Germany, approx. 1820-25

Dimensions: 38 cm (l)

Materials: Hair and gold

Inv. No. G 1619

The necklace with crucifix pendant is made of twenty-eight equally sized pearls for which a very special material was used: braided hair. About three hundred hairs with a length of 80 cm and a Jatte, a special braiding stand, were needed to produce such a necklace. After the individual hairs had been fixed on the Jatte with weights attached, similar to the technique used for Bobbin lace, strands were then laid over each other in a particular sequence to create a braided tube. The tube was then bound into pearls and fitted with gold ornaments in the form of two cylinders at the sides and a fastener. The crucifix pendant was made using the same techniques.

Hair – today an unusual material – became popular in the 18th century. Jewellery made of hair in the form of lockets, featuring a portrait on one side and containing one or several lock(s) of hair on the other, was particularly popular in England. Braided hair jewellery, on the other hand, was a German speciality and had its heyday in the 19th century. It was often produced by non-professional women.

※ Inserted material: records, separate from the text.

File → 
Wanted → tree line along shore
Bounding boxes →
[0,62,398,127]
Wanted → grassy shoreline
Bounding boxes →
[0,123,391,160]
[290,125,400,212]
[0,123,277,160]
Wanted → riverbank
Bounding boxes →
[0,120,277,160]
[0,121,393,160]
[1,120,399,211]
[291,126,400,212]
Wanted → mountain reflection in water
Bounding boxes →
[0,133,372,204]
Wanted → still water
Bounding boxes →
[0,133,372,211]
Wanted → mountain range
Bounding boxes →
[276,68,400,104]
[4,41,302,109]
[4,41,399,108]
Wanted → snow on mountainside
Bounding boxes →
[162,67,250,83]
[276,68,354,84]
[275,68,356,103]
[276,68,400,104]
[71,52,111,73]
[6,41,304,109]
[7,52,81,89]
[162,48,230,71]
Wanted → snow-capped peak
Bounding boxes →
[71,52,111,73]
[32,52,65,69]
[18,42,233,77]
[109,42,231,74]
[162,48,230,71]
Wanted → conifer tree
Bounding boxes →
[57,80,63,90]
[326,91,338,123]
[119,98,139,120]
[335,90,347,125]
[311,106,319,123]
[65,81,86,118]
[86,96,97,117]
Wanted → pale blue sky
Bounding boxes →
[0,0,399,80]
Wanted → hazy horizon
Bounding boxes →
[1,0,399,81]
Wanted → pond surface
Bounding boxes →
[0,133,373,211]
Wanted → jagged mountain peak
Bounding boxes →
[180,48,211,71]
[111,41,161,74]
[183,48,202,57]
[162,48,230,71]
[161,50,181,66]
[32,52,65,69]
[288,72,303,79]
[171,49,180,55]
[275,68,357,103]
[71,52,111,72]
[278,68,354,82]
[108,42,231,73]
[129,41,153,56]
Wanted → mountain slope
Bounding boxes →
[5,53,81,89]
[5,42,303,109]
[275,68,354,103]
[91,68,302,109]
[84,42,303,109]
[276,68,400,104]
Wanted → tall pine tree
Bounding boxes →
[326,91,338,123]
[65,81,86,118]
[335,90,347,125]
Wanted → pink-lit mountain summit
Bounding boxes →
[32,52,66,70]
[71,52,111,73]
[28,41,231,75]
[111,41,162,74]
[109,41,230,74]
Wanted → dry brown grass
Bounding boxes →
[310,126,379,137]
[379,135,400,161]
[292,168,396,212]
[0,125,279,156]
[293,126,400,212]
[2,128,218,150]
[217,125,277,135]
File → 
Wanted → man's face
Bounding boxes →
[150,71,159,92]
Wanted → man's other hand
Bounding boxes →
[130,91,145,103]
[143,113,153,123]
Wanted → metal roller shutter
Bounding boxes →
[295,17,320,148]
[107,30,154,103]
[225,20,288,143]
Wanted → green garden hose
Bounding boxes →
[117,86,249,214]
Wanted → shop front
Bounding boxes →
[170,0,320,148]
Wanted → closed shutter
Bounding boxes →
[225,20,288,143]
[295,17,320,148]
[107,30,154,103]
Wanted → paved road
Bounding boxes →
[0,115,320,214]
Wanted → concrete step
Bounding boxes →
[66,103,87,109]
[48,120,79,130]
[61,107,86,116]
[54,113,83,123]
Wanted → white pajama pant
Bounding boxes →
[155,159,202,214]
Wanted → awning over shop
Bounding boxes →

In 1820, the book Gründliche Anweisung für Frauen auf alle mögliche Art Haargeflechte nach der jetzigen Mode zu fertigen (Detailed Guide for Women to Create Braided Hair in All its Possible Forms According to Current Fashion) was published in Leipzig. Jewellery made of hair was ideal as pars pro toto objects to honour a loved one or a deceased relative, allowing the wearer to always be close to the departed.